Riforme o poltrone?
Il primo congresso dello SDI (Socialisti Democratici Italiani).
Avevamo ragione noi. "Sulla politica internazionale avevamo ragione, sulle modifiche del welfare avevamo ragione - ci dice Nicola Zoller, nuovo segretario dello Sdi, Socialisti Democratici Italiani - E ora che la storia ha dato il suo verdetto, chi è al potere? Quelli che facevano le manifestazioni in piazza contro gli euromissili e contro la modifica della scala mobile". Gli hanno fregato il posto insomma. E anche il nome: gli usurpatori hanno la spudoratezza di non chiamarsi più comunisti, ma socialisti, anzi di dirsi socialdemocratici e di andare loro, tranquilli, ai vertici europei con gli altri capi delle socialdemocrazie.
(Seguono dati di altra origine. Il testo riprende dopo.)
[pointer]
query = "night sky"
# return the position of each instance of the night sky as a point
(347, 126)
In questa posizione, dichiarata con la stessa schiettezza dal palco e a quattr’occhi, sta tutta la carica, le ragioni, i limiti, dell’ultimo raggruppamento socialista.
Perchè che avessero ragione loro è vero. (O meglio quasi vero: il problema del debito pubblico lo affrontarono solo nei discorsi, nella pratica furono proprio i governi di Craxi e del Caf a spingere il deficit fuori da ogni controllo). Però se la storia i socialisti italiani non li ha premiati, non è colpa del destino cinico e baro. E’ che di mezzo c’è stato il craxismo, la lottizzazione e le ruberie erette a sistema. E qui scatta il meccanismo successivo: l’odio per i giudici, Tangentopoli come grande trappolone, tutti si finanziavano in maniera birichina e hanno incastrato solo noi, ecc ecc.
Impostato su queste basi, il nuovo partito degli ultimi socialisti non avrebbe futuro: rancori, rabbiosa e disinvolta gestione dei piccoli spazi rimasti, ricatti di passare dall’altra parte.
Non sappiamo a Roma, ma a Trento i più avvertiti sembrano essersene accorti. L’eredità socialista intesa come rimpianto di non essere subentrati al crollo democristiano non ha senso: perchè della gestione dc si era stati pienamente partecipi; perchè alla gente della politica intesa come destino di gruppi di persone importa proprio poco ("sono al potere loro, invece di noi!" e allora, chi se ne frega?); perchè alla politica si chiede di saper dare prospettive per il futuro, non di recriminare sul passato. Dicevamo, a Trento, forse, se ne sono accorti che se un’eredità socialista esiste, essa può consistere non nel rimpiangere poltrone, ma nel saper proporre idee. Ed ecco quindi al suddetto congresso Mario Raffaelli, già sottosegretario agli Esteri quando c’era Lui, incentrare il suo intervento sul necessario ridisegno del sistema politico-sociale italiano, e su quello istituzionale trentino. Con idee magari discutibili, ma appunto idee: di cui è opportuno e utile discutere. E poi ancora Mauro Leveghi, già assessore all’urbanistica e oggi presidente del Consiglio Regionale, parlare di politiche dell’ambiente e dello sviluppo.
Poi però sale sul palco Celso Pasini, dimissionario presidente del Mart (MART: un museo sempre più piccolo): che racconta dei torti che lui in quanto socialista avrebbe subito da Dellai, che gli avrebbe preferito l’orrido Cattani, suo compare politico. Un intervento surreale che nulla dice dei problemi veri (il Museo) e risulta invece esclusivamente incentrato - per venti minuti! - sulla violata pari dignità tra "roselline" e "margherite". Una esplicita, financo ingenua nella sua sfrontatezza, esibizione di cultura partitocratica, che però subito solletica gli spiriti più grevi della platea, che nulla sa del Mart, ma che subito solidarizza con "uno dei nostri" torteggiato.
In questo succedersi di interventi sta secondo noi il destino dello Sdi. Prevarrà la progettualità o la lottizzazione? La volontà innovatrice che ha portato alcuni socialisti a sostenere le riforme elettorali maggioritarie, o i gretti calcoli di quelli che le hanno sabotate, per mantenere spazi al partitino?